SQL’s Role in the Graph and Vector Era
Now that we are firmly in the age of graph and vector databases, where does SQL fit in? As with the arrival of other new technology paradigms across the decades, we once again find SQL has staying power.
For example, the most popular relational database platforms are incorporating vector data types, specialized functions to process vector data, and indexing for vector data through inverted file (IVF) indexes and hierarchical navigable small world (HNSW) indexes. On the graph side, vendors are rolling out features to support graph data types. Case in point, the International Organization for Standardization (ISO) committee for SQL is already hard at work expanding the SQL standard to incorporate additional query language elements for vector/graph database systems under the rules for SQL/PGL (Property Graph Queries), as well as the introduction of the all-new Graph Query Language (ISO-GQL), a unified and standardized language for all graph database platforms.
These enhancements make SQL more versatile and capable of handling the demands of modern data and analytics applications. This is proof that the widespread use of SQL is already influencing the database management practices of the future.
And, as mentioned earlier, there are also many popular NoSQL database platforms that support SQL-like features due to the language’s usability and ubiquity. They include platforms such as MongoDB, Cassandra, Amazon DynamoDB, Microsoft Azure Cosmos DB, and Google Bigtable. The upcoming release of this latest SQL evolution will lead to more accurate and consistent AI systems that improve outcomes across industries. Use cases include more accurate genomics in healthcare to help with preventative healthcare measures, more relevant recommendations for ecommerce customers, much faster calculations for geography-centric data systems (such as energy exploration and weather modeling), and more efficient operations for logistic companies.
The Future of SQL
I remember when I first used SQL in the mid-1980s working on the DEC RDB data platform. SQL wasn’t yet standardized.
But it didn’t take long for the American National Standards Institute (ANSI), and soon thereafter the ISO, to recognize the importance of the language and standardize it in 1986 and 1987.

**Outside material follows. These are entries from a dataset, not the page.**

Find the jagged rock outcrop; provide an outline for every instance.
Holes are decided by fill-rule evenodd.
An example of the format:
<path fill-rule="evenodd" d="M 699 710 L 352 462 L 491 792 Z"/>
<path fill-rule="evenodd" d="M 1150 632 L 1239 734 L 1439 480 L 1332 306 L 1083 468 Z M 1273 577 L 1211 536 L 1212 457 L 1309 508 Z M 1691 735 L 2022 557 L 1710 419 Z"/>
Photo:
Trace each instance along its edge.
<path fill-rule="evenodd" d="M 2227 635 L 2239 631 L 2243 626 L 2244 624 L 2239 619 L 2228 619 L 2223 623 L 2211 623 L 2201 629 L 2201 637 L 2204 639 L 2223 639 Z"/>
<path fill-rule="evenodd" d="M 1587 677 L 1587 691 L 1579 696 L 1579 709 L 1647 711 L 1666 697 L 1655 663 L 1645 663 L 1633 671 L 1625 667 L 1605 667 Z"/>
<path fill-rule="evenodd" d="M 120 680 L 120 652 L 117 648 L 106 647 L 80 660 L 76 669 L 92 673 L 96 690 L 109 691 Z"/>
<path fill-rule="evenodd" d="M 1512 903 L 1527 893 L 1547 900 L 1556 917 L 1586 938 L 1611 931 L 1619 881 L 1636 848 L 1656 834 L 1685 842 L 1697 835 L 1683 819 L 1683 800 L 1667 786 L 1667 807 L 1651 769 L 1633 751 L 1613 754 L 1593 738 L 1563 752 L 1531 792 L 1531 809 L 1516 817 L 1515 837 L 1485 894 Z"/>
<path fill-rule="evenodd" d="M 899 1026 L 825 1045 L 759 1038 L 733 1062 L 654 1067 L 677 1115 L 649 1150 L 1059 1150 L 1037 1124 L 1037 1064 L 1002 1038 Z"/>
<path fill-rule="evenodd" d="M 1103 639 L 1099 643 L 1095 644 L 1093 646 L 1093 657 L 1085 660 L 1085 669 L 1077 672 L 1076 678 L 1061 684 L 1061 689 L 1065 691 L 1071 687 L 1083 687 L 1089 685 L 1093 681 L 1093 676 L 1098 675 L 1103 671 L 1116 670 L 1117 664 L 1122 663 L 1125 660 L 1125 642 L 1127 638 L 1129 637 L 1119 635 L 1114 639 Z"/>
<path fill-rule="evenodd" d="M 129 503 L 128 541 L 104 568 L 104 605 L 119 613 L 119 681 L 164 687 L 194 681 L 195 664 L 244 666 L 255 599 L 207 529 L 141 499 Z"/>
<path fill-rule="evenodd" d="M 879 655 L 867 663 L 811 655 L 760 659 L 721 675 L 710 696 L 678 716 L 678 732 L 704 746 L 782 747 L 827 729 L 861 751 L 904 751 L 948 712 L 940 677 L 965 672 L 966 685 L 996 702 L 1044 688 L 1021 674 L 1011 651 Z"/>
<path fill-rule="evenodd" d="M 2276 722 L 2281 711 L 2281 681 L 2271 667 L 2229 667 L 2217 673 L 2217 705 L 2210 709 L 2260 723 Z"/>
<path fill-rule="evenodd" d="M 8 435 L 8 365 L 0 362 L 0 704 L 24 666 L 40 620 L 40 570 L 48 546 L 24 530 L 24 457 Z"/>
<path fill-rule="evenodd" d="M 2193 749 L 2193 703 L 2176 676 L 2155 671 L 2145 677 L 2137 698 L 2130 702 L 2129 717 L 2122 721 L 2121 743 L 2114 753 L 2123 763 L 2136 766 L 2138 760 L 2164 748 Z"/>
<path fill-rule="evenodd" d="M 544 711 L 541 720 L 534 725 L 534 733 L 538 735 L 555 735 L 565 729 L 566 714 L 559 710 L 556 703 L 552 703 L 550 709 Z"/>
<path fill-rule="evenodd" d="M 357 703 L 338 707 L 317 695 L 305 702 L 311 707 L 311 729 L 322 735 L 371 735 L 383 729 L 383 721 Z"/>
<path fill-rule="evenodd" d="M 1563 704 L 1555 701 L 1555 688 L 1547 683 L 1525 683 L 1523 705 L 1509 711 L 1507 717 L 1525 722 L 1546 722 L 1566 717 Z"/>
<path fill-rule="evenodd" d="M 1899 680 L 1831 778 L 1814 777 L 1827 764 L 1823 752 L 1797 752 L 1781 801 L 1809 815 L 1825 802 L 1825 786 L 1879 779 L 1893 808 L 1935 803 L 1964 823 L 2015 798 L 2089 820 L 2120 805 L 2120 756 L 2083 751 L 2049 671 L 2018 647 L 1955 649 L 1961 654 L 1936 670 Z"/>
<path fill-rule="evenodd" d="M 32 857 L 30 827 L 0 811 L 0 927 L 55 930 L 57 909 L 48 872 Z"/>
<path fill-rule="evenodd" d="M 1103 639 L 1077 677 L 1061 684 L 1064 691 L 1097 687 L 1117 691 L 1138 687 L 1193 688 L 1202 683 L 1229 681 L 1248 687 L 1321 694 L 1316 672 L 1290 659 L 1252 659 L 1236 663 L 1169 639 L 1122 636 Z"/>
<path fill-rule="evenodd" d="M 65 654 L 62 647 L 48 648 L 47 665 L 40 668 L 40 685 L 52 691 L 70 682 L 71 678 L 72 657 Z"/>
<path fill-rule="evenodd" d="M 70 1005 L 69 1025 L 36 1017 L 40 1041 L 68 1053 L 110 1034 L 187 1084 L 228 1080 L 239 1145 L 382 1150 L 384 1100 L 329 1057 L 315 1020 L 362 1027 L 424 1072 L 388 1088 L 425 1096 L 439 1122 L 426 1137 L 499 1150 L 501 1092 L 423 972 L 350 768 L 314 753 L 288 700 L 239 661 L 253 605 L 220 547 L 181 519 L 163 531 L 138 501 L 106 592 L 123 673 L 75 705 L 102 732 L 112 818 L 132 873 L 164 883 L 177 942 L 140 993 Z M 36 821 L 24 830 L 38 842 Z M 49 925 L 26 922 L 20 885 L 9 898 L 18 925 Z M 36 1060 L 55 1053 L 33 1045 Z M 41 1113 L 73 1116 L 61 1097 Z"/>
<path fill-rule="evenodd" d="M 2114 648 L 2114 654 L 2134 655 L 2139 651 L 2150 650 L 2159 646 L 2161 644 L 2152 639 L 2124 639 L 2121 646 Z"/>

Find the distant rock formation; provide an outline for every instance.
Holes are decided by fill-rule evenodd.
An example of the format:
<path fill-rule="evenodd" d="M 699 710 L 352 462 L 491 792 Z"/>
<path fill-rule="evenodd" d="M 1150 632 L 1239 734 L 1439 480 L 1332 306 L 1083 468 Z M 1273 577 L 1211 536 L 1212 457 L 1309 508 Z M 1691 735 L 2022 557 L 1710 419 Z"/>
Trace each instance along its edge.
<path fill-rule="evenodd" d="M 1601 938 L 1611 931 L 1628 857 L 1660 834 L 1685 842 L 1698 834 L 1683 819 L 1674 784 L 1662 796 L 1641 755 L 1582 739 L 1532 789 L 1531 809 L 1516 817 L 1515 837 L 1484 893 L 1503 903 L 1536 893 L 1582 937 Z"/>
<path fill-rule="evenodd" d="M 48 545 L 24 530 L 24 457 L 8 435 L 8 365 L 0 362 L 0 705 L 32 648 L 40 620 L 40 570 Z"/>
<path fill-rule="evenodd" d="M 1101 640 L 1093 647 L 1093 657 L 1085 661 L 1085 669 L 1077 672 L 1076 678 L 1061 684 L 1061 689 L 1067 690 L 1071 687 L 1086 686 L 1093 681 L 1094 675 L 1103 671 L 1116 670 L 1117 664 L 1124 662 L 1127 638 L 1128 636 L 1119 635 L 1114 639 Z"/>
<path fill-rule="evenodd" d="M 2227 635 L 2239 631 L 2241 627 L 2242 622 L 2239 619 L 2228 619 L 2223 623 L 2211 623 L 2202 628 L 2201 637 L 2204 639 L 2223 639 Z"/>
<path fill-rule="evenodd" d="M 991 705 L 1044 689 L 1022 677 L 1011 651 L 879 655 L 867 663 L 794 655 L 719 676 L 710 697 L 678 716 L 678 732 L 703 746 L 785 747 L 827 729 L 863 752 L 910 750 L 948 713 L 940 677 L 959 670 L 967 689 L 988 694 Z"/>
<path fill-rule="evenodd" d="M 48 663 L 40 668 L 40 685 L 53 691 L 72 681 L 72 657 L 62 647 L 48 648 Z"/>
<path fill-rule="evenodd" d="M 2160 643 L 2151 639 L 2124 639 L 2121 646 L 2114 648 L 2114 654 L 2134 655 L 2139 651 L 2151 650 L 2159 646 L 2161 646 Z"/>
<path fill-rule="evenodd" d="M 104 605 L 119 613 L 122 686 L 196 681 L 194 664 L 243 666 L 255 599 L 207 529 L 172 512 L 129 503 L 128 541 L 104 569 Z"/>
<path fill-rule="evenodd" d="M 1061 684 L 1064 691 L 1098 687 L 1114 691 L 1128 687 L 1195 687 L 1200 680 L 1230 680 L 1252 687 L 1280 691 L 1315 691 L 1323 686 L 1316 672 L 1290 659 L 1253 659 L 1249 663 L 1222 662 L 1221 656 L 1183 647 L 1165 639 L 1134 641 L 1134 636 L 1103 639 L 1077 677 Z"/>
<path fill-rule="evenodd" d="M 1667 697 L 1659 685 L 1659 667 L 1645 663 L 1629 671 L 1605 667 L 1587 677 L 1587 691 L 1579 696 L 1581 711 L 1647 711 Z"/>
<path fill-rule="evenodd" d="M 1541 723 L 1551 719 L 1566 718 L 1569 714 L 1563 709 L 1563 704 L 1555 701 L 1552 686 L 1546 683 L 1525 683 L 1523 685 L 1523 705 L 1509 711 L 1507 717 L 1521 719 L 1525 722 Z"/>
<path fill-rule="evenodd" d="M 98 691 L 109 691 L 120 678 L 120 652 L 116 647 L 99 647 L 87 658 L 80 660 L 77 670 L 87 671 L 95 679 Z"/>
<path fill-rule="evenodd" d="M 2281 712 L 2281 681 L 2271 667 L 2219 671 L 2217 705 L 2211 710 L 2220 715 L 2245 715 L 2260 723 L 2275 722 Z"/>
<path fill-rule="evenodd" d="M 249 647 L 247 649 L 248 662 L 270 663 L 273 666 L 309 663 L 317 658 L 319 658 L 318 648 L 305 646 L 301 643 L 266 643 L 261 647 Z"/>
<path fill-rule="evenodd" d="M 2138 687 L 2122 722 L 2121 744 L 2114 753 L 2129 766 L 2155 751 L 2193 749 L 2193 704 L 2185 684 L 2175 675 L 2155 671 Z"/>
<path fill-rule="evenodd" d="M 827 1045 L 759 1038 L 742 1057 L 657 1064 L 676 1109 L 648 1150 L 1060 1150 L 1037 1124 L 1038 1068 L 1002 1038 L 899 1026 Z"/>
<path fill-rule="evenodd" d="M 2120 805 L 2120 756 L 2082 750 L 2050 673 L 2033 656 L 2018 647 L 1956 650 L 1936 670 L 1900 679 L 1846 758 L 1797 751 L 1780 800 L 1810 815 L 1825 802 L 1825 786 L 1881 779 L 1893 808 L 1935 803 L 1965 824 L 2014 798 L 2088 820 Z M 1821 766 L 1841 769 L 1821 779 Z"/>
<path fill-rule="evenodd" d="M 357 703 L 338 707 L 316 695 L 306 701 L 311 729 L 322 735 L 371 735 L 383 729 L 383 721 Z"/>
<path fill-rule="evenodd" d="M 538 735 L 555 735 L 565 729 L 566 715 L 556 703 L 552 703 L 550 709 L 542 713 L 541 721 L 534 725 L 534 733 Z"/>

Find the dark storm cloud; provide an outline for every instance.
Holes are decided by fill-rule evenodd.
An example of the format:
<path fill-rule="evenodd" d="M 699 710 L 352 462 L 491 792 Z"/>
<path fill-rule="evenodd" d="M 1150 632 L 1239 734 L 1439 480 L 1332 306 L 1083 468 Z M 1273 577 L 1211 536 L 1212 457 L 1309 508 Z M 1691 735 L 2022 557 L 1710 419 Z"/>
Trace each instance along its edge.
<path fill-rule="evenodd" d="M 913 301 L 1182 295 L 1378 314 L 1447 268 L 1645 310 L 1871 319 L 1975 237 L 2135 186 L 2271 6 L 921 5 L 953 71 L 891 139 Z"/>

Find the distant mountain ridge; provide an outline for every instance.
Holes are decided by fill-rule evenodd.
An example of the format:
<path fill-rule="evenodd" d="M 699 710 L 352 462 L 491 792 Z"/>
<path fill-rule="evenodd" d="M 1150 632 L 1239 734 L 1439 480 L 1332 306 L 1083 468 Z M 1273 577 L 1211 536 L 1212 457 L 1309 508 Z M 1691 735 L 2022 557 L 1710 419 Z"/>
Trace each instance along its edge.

From there we’ve seen SQL grow and become the primary language of major database management systems (DBMS) around the world. It’s not only the cornerstone of enterprise IT data, it is used in billions of Android devices using the lightweight relational database SQLite. As SQL continues to evolve, the onus will be on organizations to prepare for the industry shifts that properly leverage SQL in an AI world.
What does this mean for you? IT leaders must upskill talent that is not only fluent in SQL, but with foundational concepts for relational databases, GenAI, and application development. In terms of hardware, they must embrace GPU-based systems that underpin AI technology and exploit the value of graph and vector databases.
Lastly, they must leverage new and traditional data platforms and relationships with industry partners to help them transition to the newest and most powerful data management systems. If they don’t, they will quickly fall behind as they watch their competitors who have made the transition pass them by.
Embracing these changes, and the next stage of SQL, will help organizations empower innovation, aid in analytics and forecasting, and empower data-driven decision making for decades to come.